D2 (Mindset): "Does it shape HOW to think, not just WHAT to do?"
D3 (Anti-Patterns): "Specific NEVERs with surprising reasons?"
D4 (Structure): "<300 lines? Progressive disclosure? Loading triggers?"
Environment: "Will core features actually work?"
User: "Right audience? Right complexity level?"
The Meta-Question
After every evaluation, ask:
"Would an expert in this domain say: 'Yes, this captures knowledge that took me years to learn'?"
- Yes → The skill has value.
- No → The skill is compressing what the LLM already knows.
Bento-Ready Report Output
For visual dashboard integration, generate JSON reports where evaluation logic directly determines visual weight.
Core Principles
异常放大,正常收敛 — Information density scales with deviation severity.
Speak human, not framework — Users haven't read our evaluation docs. No D1/D2/G1 jargon.
| Status | Display Strategy |
|---|---|
| Normal score (≥80%) | Compact block, headline only |
| Notable issue (<60%) | Expanded block with detail + action |
| Critical issue (<30% or security) | Prominent block with full evidence |
Output Formats
| Request | Output |
|---|---|
| Standard evaluation | Markdown report (see {baseDir}/references/templates.md) |
| "bento report" / "visual report" / "JSON report" | Bento-ready JSON |
Bento Report Structure
{
"meta": { "skillName": "...", "totalScore": 48, "maxScore": 60 },
"summary": { "verdict": "good", "oneLiner": "Ready to use with minor improvements." },
"blocks": [
{
"id": "expert-knowledge",
"type": "score",
"importance": { "level": "normal", "reason": "Good expert content with minor redundancy" },
"layout": { "size": "default" },
"content": {
"headline": "Expert Knowledge — Good ✓",
"detail": "Contains valuable professional insights.
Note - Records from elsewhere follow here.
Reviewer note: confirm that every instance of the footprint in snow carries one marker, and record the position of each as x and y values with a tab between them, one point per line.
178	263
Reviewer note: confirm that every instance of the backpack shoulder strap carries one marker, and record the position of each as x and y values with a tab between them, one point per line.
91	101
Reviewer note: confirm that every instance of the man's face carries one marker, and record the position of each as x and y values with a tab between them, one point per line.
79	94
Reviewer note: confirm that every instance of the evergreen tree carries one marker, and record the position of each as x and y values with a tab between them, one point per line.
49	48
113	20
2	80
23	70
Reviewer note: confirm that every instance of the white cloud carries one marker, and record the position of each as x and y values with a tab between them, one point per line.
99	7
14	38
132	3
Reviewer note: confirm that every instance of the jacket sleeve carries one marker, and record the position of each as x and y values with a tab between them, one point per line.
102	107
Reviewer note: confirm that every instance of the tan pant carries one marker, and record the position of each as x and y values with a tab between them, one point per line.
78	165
Some basic tutorials could be trimmed."
}
}
]
}
Importance → Layout Mapping
| Importance | Layout | Trigger |
|---|---|---|
critical |
prominent |
Gate fail, security issue, score <30% |
notable |
expanded |
Score <60%, outlier disparity |
normal |
default |
Score 60-80% |
minor |
compact |
Score ≥80%, all gates pass |
Visual Assets
Add visual_asset for critical/notable blocks:
- Charts: gauge (header), radar (quality overview)
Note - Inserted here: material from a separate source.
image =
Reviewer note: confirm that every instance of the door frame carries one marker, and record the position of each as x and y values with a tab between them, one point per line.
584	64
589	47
- Illustrations: warning style for security issues
- Badges: verdict display
Always include fallback.text for image generation failures.
MANDATORY for bento reports: Read {baseDir}/references/bento-report-schema.md for complete JSON schema.
MANDATORY for bento generation: Read {baseDir}/references/bento-report-instruction.md for generation rules.